For close to a century, peasants in the Philippines have been organizing to defend their lands from being grabbed by foreign agribusiness corporations. However, this struggle for land and livelihood in rural areas has intensified over the past five years, as a race to establish plantations of “green oases” for agrofuel development and agro-industrial crops for export has been initiated by foreign companies from Japan, South Korea, China and the Arab world. Communities of small farmers, fisherfolk and indigenous people are being displaced, while food insecurity and hunger are increasing—particularly amongst marginalized rural populations. The ecological balance of forests, watersheds and grasslands and the associated natural buffering system against climate change are all being undermined in this process. Yet, despite widespread public concern, these foreign land acquisitions are taking place under a veil of secrecy and with the complicity of influential international institutions, elected officials and national government mandated agencies. In order to investigate an urgent and ongoing case of land grabbing that has been prompted by the development of an 11,000 hectare agrofuel project in San Mariano, an upland municipality in the Isabela province of the Philippines, an international fact finding mission was conducted by the People’s Coalition on Food Sovereignty and IBON International, in collaboration with the Asian Peasant Coalition and Kilusang Magbubukid ng Pilipinas, upon the request of the local organization of small-scale farmers, Danggayan Dagiti Mannalon ti Isabela, with the support of Action Solidarité Tiers Monde.

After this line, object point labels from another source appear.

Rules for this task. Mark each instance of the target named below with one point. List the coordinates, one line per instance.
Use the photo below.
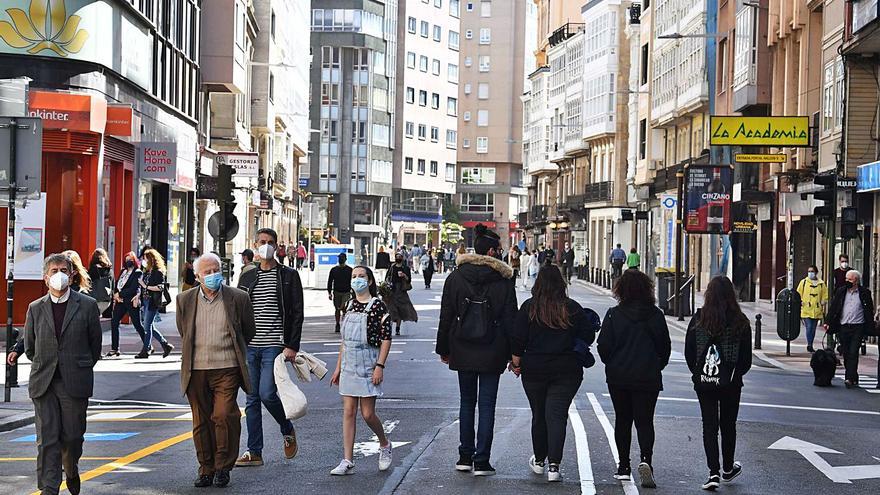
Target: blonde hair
(79, 275)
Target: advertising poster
(708, 194)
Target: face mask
(59, 281)
(213, 281)
(359, 285)
(266, 251)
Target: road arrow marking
(837, 474)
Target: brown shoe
(248, 459)
(290, 445)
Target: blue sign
(868, 177)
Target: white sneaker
(345, 467)
(535, 466)
(385, 457)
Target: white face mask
(59, 281)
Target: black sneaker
(712, 483)
(735, 471)
(483, 469)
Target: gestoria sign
(759, 131)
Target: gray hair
(57, 259)
(207, 257)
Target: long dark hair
(721, 311)
(549, 305)
(371, 279)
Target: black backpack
(475, 322)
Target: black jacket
(835, 310)
(635, 347)
(742, 338)
(476, 272)
(290, 289)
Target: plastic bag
(293, 399)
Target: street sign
(760, 158)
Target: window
(484, 63)
(483, 91)
(453, 40)
(485, 36)
(482, 118)
(482, 145)
(452, 106)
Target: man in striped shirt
(276, 295)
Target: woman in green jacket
(814, 297)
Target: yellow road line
(130, 458)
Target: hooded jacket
(476, 273)
(635, 347)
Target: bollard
(758, 331)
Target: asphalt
(146, 448)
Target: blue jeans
(810, 325)
(261, 362)
(150, 330)
(477, 388)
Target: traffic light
(828, 195)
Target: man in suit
(62, 338)
(216, 323)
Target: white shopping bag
(294, 401)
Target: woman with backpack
(718, 351)
(635, 347)
(543, 342)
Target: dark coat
(474, 272)
(634, 344)
(290, 289)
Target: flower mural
(45, 27)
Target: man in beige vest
(215, 323)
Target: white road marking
(585, 466)
(629, 487)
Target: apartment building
(427, 126)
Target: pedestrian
(62, 339)
(339, 287)
(427, 265)
(152, 285)
(850, 317)
(398, 303)
(127, 301)
(276, 294)
(477, 309)
(360, 367)
(215, 324)
(542, 343)
(635, 347)
(814, 298)
(567, 259)
(101, 274)
(633, 260)
(718, 351)
(617, 259)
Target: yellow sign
(760, 158)
(759, 131)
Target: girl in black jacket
(718, 351)
(542, 342)
(635, 347)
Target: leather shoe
(204, 480)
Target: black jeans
(483, 388)
(719, 409)
(850, 337)
(633, 406)
(549, 399)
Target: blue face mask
(213, 281)
(359, 285)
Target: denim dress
(358, 356)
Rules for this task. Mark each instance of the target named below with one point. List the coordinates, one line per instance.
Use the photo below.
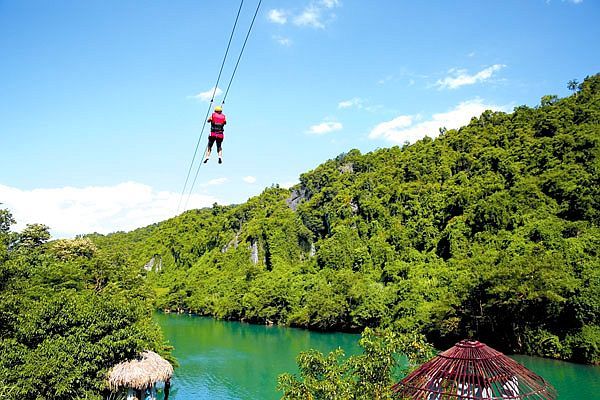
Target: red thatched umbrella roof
(472, 370)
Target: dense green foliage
(68, 312)
(368, 376)
(490, 231)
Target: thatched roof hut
(472, 370)
(141, 373)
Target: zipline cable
(225, 96)
(208, 110)
(241, 52)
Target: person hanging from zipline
(217, 126)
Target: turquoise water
(234, 361)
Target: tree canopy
(489, 231)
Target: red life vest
(217, 122)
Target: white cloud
(277, 16)
(360, 104)
(208, 95)
(354, 102)
(216, 181)
(70, 211)
(330, 3)
(325, 127)
(460, 77)
(408, 128)
(311, 16)
(283, 40)
(317, 14)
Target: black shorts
(217, 138)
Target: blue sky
(102, 101)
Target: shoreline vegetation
(490, 232)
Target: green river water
(232, 360)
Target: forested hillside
(68, 313)
(490, 231)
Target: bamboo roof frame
(472, 370)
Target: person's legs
(211, 140)
(220, 149)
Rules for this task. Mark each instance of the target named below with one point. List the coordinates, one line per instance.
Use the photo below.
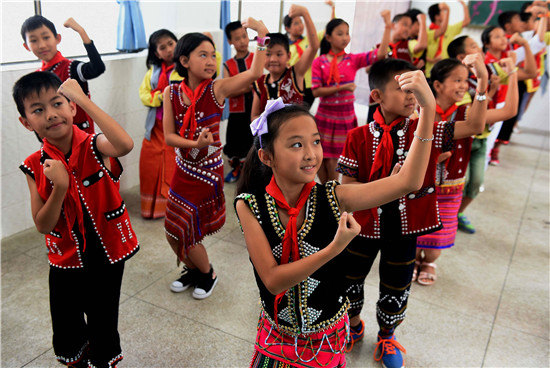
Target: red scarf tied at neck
(290, 239)
(189, 120)
(71, 204)
(334, 72)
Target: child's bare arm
(475, 121)
(46, 214)
(224, 87)
(114, 142)
(411, 175)
(72, 24)
(278, 278)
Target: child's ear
(264, 157)
(376, 95)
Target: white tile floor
(489, 307)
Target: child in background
(295, 229)
(157, 160)
(449, 83)
(282, 81)
(369, 154)
(294, 28)
(333, 81)
(196, 203)
(441, 33)
(73, 182)
(238, 136)
(41, 38)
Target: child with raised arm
(449, 83)
(370, 153)
(41, 38)
(73, 182)
(333, 81)
(192, 114)
(295, 230)
(283, 81)
(157, 160)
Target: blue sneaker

Through interviews with local peasants, indigenous people, representatives of civil society organizations, government officials and corporate spokespeople, the IFFM helped to provide a contextualized understanding of some of the devastating impacts of foreign land acquisitions on affected communities of small food producers in the Philippines. The findings of this research demonstrate that after only acquiring 3,000 hectares of land, the Japanese- Filipino consortium of companies backing the San Mariano bio-fuel project, Green Future Innovations Inc., is already exacerbating land grabbing conflicts and socio-economic inequities as well as undermining food self-sufficiency by:

  • advancing claims that lands rightfully cultivated by peasants and recognized as indigenous peoples’ ancestral territories are available for conversion into sugar cane plantations;
  • engaging in non-transparent lease negotiations that result in lands being grabbed from the people who till the soil;
  • promoting flagrant violations of contractual commitments under the Socialized Industrial Forestry Management Agreements by facilitating the growing of sugar cane on these lands;
  • leasing land from peasants through exploitative contracts which offer compensation at a substantially lower rate than would be earned if they continued to cultivate the land and sell their produce of rice, corn and bananas at local markets;
  • threatening the food security and the livelihoods of farm workers who are now planting sugar cane under highly exploitative conditions; and
  • aggravating environmental devastation and destroying the natural climate change mitigation capacities of local ecosystems.

Overall, the intensified land conflicts and food insecurity caused by foreign land acquisitions as revealed in this report are indicative of the situation of rural peoples across the Philippines who are confronting land grabbing and the corresponding threats to their rights to land, livelihood and life.